British Columbia - Horn River Basin Shale

  • 7 wells flowing to sales,up from 5 at last mention
  • Best one is still a 16 MMcfgpd IP,
  • 7 wells in 2009 program - No rush as this play is really set to begin meaningfully contribute around 2012 when takeaway infrastructure is in place.
  • 157,500 net acres (maybe up slightly)
  • Still saying they think they're acreage has recoverable gas potential of 6 Tcf

Marcellus Shale:

  • No update in the press release
  • They had planned to take it slow here with a 1 rig program for 2009
  • We've been seeing some impressive rates out of recent Marcellus wells so they should get a question or two about how its coming.
  • 240,000 net acres
  • They put reserve potential at 2 to 3 Tcfe

Barnett Shale and Barnett Combo: Little new in the press release or presentation.

  • Combo (oil): > 200 MMBoe (1.2 Tcfe) potential
  • Shale Gas: > 5 Tcfe potential (they've booked 1.8 Tcfe)
  • these numbers remain unchanged from the last update

New Canadian Oil Shale Play - Waskada Field, Manitoba

  • 25 mm barrels recoverable (conservatively, they still call their Bakken play a > 80 MM barrel play) so this is a good start and likely to be upgraded in future quarters. 
  • Booked on 2.2 mm barrels as of YE 08
  • Current production of 1,900 Bopd, targeting 9,500 Bopd by YE12
    • They peg after tax rate of return at 65% at current oil prices (that's better than the Bakken)
  • This is one of the plays they hinted at but didn't name last April-- at their analyst meeting.

Balance Sheet: Debt to total cap of 19%; one of the lowest in the group, big, medium or small.


  • 45% of '09 North American gas production hedged at $9.40
  • Oil: un-hedged.


  • Street is at $10.40 CFPS for 2009, that number should come up a little better than commensurate with the increase in volume guidance. This puts them at 6.9x '09 which is fairly cheap for this name; moreover, the out year is trading at 6.0x Consensus CFPS and there is little in this quarter's numbers to suggest those numbers would be coming down. 

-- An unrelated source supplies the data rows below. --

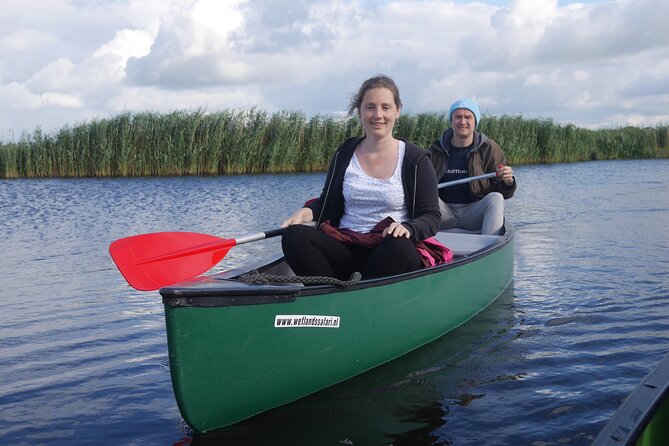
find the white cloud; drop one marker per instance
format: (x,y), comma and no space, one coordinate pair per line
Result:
(596,64)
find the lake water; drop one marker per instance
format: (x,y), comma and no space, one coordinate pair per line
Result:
(83,357)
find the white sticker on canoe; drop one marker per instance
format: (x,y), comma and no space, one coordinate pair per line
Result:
(305,320)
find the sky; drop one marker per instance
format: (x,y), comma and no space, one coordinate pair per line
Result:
(594,64)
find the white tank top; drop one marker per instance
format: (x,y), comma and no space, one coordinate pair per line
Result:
(368,200)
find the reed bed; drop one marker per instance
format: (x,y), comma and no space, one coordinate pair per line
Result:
(254,141)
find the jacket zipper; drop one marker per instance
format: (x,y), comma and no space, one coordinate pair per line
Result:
(327,192)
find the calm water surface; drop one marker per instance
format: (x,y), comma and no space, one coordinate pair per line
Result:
(83,357)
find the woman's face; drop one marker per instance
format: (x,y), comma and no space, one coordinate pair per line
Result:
(378,112)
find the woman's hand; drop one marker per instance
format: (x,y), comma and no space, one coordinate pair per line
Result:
(396,230)
(505,173)
(301,216)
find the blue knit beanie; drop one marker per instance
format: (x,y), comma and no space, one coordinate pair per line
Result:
(468,104)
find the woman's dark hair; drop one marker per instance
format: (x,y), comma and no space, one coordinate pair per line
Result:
(378,81)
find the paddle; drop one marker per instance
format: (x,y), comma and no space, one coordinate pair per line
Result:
(467,180)
(151,261)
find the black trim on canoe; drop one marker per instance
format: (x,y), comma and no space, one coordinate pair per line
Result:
(222,289)
(633,416)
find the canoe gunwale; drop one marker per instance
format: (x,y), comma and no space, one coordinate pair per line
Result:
(222,289)
(629,422)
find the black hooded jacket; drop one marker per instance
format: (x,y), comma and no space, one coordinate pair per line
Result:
(418,179)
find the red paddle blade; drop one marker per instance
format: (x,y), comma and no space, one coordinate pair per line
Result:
(151,261)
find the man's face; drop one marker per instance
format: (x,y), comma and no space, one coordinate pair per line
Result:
(463,123)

Nutshell: Good quarter, CFPS beat on good operating cost control, but analysts and investors should really like the concept of more growth and therefore more cash flow from the same budget. This translates into better than expected debt reduction by year end and further increases to their dividend which though small is still better than most of the peers. During the time when the financial markets were more frozen, EOG lacked the sense of panic in the face of low prices due to its strong balance sheet, conservative management and strong set of assets set up to provide repeatable success.They have no shortage of drilling locations (12,000 ready to go with at least as many that should probably work) so it boils down to a matter of spending.  

Holdings Watch: The $10KP holds 5 June $70 calls and 5 June $80 calls.